Overview
This lecture covers key aspects of performing pediatric physical exams, growth and development benchmarks, safety guidelines, and communication techniques for infants through adolescents.
General Principles of Pediatric Physical Exam
- Always interact with the parent first, then the child to build trust.
- Encourage parent involvement, such as having the child sit on their parent's lap during assessment.
- Use age-appropriate, simple language when communicating.
- Keep medical equipment out of sight until needed to reduce stress and anxiety.
- Perform least invasive assessments first; save invasive procedures (e.g., BP, ear exams) for last.
Infant (0-12 Months) Assessment
- Height increases by 1 inch per month and is 50% higher at 12 months.
- Weight doubles by 6 months, triples by 12 months—report if below benchmarks.
- Only breast milk or iron-fortified formula; no cow’s milk.
- Introduce solids at 4-6 months, one new food per week.
- Head circumference larger than chest at birth, equalizes by 12-18 months.
- Fontanelles (soft spots) should be flat; bulging or sunken fontanelles are urgent findings.
- Posterior fontanelle closes by 2 months; anterior by 12-18 months.
- Assess for respiratory distress signs (nasal flaring, retractions).
- Document normal crying; assess pattern and quality before interventions.
- First tooth usually erupts at 6-10 months; care with washcloth.
Infant Reflexes
- Babinski: toes fan when sole is stroked (disappears by 12 months).
- Rooting/sucking: turns to suck when cheek stroked (disappears by 4 months).
- Tonic neck: fencing position when head turned (disappears by 4 months).
- Moro (startle), stepping, palmar and plantar grasp—know timing and responses.

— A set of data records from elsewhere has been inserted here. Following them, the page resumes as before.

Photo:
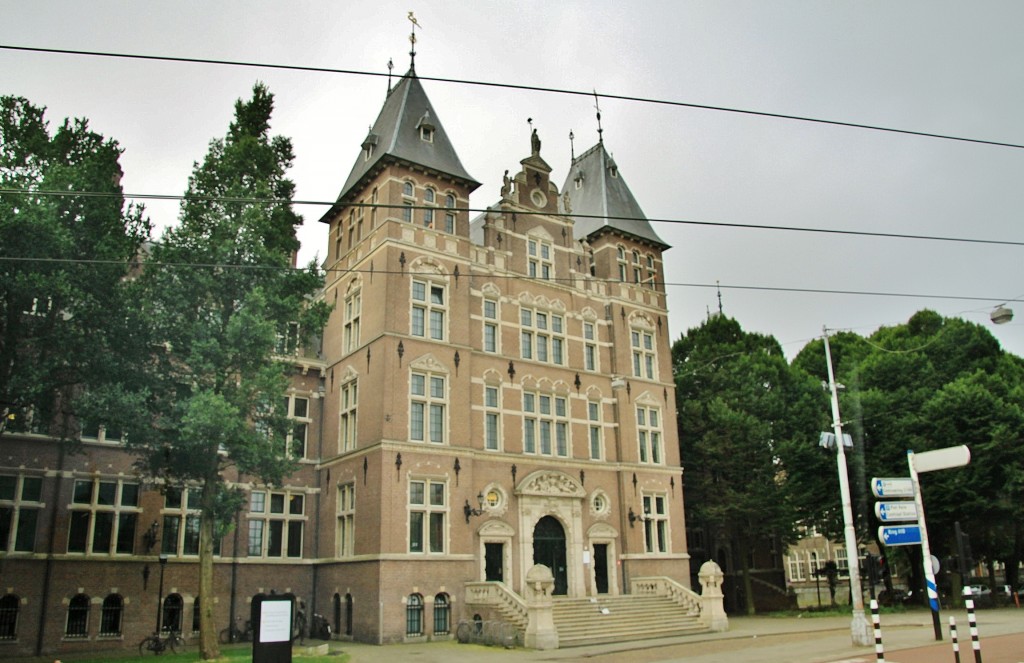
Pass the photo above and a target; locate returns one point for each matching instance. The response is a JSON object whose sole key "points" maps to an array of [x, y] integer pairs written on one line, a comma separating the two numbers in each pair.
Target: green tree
{"points": [[62, 311], [217, 290], [744, 419]]}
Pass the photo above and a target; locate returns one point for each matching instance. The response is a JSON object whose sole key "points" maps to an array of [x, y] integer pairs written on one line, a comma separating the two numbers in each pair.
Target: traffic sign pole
{"points": [[926, 553]]}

Toddler (1-3 Years) Assessment
- Height increases by ~3 in/year; weight gain 4-6 lbs/year.
- Weight should be 4x birth weight by 2.5 years.
- Limit milk to 16-24 oz/day; juice to 4-6 oz/day.
- Cut food into bite-size, avoid round foods to prevent choking.
- Practice burn, drowning, and crib safety; remove crib mobiles at 4-5 months.
- Car seat must be rear-facing; transition as child grows.
Preschool (3-6 Years) & Kindergarten
- Growth: 2-3 in/year, 4.5-6.5 lbs/year.
- Requires five servings of fruits/vegetables and 1 hour physical activity daily.
- 12 hours of sleep recommended; consistent bedtime important.
- Magical thinking—may view pain or injury as punishment.
School-Age Children (6-12 Years)
- Height increases by 2 in/year; weight by 4.5-6.5 lbs/year.
- Encourage team play, 9 hours of sleep per night.
- Treat as "mini adults": explain results, respect privacy, use full head-to-toe exams.
- Use proper bike and car safety; never leave alone near water.
Adolescents (12-18 Years)
- Girls' growth ends ~2.5 years after menarche; boys grow until 18-20 years.
- Puberty: girls at 10, boys at 12.
- Encourage peer socialization during hospital stays (except post-op, immunocompromised, or contagious).
Key Terms & Definitions
- Fontanelle — soft spot between the bones of a baby’s skull.
- Babinski Reflex — fanning of toes when the sole is stroked, normal up to 12 months.
- Tonic Neck Reflex — arm/leg extension on side baby faces when head turned.
- Magical Thinking — belief that thoughts/actions cause unrelated outcomes, common in preschoolers.
- Menarche — a girl's first menstrual period.
Action Items / Next Steps
- Review reflex timings and associated ages.
- Memorize growth benchmarks for all age groups.
- Complete assigned quiz and download study guides as directed.